Seorang vlogger, yang menjadi terkenal tahun ini setelah dia memposting video yang menuduh sebuah pusat perbelanjaan menggunakan dekorasi yang menyerupai bendera Jepang, juga ditutup. Sebuah komentar media negara yang pedas mengutuk video tersebut sebagai “laporan jahat yang mengandalkan lalu lintas online dari patriotisme”.
Namun, otoritas sepertinya agak longgar dalam mengendalikan para nasionalis online.
Sementara para pengkritik dengan cepat dihentikan atau dalam beberapa kasus ditangkap atas nama stabilitas sosial, para blogger nasionalis diberi kebebasan yang lebih luas, meskipun retorika mereka kadang kontroversial. Media negara bahkan meningkatkan suara-suara ini dengan menerbitkan kembali kontennya.
BBC telah meminta pemerintah China untuk merespons mengapa konten nasionalis sepertinya tidak diensor di media sosial sebanyak konten lain yang dianggap sensitif.

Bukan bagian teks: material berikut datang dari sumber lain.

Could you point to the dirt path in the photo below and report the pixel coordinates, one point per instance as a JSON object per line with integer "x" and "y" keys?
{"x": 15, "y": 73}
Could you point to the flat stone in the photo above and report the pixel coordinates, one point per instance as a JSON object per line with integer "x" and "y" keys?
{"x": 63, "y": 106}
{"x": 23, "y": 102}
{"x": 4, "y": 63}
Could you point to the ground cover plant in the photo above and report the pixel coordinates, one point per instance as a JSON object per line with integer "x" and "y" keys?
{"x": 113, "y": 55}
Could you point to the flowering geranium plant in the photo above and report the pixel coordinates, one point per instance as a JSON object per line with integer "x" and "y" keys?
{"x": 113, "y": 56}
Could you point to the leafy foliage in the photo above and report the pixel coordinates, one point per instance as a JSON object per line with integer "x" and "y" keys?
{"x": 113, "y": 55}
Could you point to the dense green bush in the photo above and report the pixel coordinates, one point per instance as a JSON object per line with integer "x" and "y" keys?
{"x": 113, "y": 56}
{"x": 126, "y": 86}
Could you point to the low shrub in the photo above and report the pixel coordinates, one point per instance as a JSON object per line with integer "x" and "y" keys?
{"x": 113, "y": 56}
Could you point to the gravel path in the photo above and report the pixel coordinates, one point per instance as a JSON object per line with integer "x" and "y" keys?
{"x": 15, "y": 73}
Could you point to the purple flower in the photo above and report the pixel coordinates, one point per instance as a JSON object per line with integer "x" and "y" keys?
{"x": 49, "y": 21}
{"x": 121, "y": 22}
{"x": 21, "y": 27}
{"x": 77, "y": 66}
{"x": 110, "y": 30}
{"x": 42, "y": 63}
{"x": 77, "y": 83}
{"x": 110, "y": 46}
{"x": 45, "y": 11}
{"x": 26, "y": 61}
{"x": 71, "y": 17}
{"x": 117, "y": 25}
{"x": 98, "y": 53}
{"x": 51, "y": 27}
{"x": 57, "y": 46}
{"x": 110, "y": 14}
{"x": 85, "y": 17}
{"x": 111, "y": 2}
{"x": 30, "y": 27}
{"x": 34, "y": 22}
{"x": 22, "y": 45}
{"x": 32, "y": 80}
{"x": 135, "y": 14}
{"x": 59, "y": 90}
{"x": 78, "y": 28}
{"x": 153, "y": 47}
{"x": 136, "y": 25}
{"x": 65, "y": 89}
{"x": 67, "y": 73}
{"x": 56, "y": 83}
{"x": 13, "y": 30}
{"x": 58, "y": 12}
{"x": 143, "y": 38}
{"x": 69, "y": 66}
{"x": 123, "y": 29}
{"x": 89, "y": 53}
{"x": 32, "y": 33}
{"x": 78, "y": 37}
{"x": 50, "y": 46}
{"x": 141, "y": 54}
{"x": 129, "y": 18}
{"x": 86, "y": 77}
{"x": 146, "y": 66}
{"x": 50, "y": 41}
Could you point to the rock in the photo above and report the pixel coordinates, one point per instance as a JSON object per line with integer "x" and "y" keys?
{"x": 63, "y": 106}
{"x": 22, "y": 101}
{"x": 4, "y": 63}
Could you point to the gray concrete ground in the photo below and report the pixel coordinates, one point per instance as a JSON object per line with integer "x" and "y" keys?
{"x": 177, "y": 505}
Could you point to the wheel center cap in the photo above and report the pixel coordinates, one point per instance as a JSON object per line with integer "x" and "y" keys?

Hal ini mungkin karena negara melihat nasionalisme online sebagai katup pengaman yang berguna untuk “mengatasi ketidaksetujuan dengan cara yang tidak meruntuhkan otoritasnya”, terutama selama kesulitan ekonomi saat ini, di mana “masyarakat benar-benar membutuhkan saluran untuk mengekspresikan kekecewaannya”, kata Dr. Luqiu.
Dengan mendorong nasionalis dan kemudian sesekali mengekang mereka, pemerintah “mengoptimalkan nasionalisme untuk keuntungannya, hanya campur tangan ketika ada risiko bocornya” menjadi situasi tak terkendali.